玉山社長は、「人口減少の時代や環境、SDGsが叫ばれる昨今、1次産業にはとても可能性を感じている」と言い、「若い人が、それも地元で経済活動を起こそうとされている。応援していきたい」とエールを送る。

難波さんは幼い頃、学校が終わるとそのまま農家だった祖父の純一さんがいる田んぼに走って遊ぶ日々を過ごした。その純一さんが他界。農業に情熱を傾けた祖父が残した農地を守るために後を継ぎ、大阪で働きながら週末に農業をするようになった。昨年には脱サラし、株式会社「SOLARC(ソルアーク)」を立ち上げ、本格的に農家の道に入った。

「専業は生計が立てられないというイメージがあり、農業一本で行くことには周囲から『やめとき』と反対もあった」。それでも情熱と「勢い」で農作業に加えて販路構築にも注力。今では大阪など約30店の飲食店に米を卸しているほか、おこめいしの開発、農業体験のワークショップ開催など、その勢いは止まらない。

手植えに挑戦する社員ら。秋に収穫する米が名刺に入る

また、自家生産だけでなく、地域の米も買い取って事業を展開。「農家はみんなプロ意識を持っているけれど、流通や営業は苦手分野。自分だけでなく、地域全体の農業を守り、生産意欲を向上するためにも稼げるようにしていきたい」と語る。

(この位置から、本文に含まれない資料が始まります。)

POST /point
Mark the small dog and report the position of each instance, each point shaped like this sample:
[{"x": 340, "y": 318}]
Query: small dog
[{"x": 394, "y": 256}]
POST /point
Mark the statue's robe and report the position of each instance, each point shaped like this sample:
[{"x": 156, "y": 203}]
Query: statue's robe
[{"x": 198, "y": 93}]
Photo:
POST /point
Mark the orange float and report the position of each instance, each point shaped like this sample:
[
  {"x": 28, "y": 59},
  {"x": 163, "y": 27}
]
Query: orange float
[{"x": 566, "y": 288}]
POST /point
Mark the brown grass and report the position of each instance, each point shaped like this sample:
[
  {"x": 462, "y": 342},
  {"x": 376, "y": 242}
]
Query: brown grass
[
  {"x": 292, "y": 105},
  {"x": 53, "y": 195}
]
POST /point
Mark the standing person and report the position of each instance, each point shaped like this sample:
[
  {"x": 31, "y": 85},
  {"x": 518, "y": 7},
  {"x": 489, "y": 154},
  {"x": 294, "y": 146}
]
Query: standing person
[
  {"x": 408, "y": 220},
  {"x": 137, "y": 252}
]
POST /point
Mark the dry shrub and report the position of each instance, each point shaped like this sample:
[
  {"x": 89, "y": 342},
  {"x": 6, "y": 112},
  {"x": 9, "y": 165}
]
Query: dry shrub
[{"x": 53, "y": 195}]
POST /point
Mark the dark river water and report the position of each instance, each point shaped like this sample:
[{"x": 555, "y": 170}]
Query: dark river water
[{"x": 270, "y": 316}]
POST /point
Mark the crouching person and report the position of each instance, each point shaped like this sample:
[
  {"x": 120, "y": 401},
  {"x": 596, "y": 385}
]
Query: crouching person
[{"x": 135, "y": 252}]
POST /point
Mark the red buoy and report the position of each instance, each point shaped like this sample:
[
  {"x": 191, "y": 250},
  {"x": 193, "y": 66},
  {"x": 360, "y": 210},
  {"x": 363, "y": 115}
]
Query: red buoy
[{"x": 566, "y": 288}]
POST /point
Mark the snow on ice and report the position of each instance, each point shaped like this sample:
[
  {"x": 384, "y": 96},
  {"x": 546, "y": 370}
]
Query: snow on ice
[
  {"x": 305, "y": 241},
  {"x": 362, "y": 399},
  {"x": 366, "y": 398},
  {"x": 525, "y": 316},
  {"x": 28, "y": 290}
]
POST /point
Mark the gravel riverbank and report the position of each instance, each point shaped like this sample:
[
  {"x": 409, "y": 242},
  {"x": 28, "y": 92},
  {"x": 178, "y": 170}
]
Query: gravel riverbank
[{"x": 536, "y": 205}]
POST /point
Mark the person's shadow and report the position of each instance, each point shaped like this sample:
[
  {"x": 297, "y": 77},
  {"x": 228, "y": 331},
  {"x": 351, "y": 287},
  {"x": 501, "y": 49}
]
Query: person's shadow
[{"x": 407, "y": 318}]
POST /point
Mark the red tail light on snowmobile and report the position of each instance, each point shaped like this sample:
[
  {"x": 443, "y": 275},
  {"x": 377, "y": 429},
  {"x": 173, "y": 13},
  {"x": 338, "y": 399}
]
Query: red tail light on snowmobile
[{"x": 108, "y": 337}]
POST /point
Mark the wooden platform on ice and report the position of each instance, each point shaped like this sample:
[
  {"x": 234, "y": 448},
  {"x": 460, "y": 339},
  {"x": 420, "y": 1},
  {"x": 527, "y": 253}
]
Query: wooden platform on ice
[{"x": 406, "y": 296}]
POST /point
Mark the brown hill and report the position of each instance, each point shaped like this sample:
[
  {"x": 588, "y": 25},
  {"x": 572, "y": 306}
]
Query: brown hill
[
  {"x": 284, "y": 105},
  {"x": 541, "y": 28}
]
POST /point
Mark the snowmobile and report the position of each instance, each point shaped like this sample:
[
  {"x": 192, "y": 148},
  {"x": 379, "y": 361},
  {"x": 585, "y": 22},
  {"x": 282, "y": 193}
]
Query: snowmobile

〝面白く、楽しく仕事を〟がモットー。「根本にはじいちゃんの農地を守り、じいちゃんの米の味を一人でも多くの人に知ってもらいたいという思いがある。そして、農業を仕事として成り立たせていきたい。おこめいしはあくまでそのための手段。さらに広げていきたい」。元営業マン、そして、若者の発想を武器に挑戦を続ける。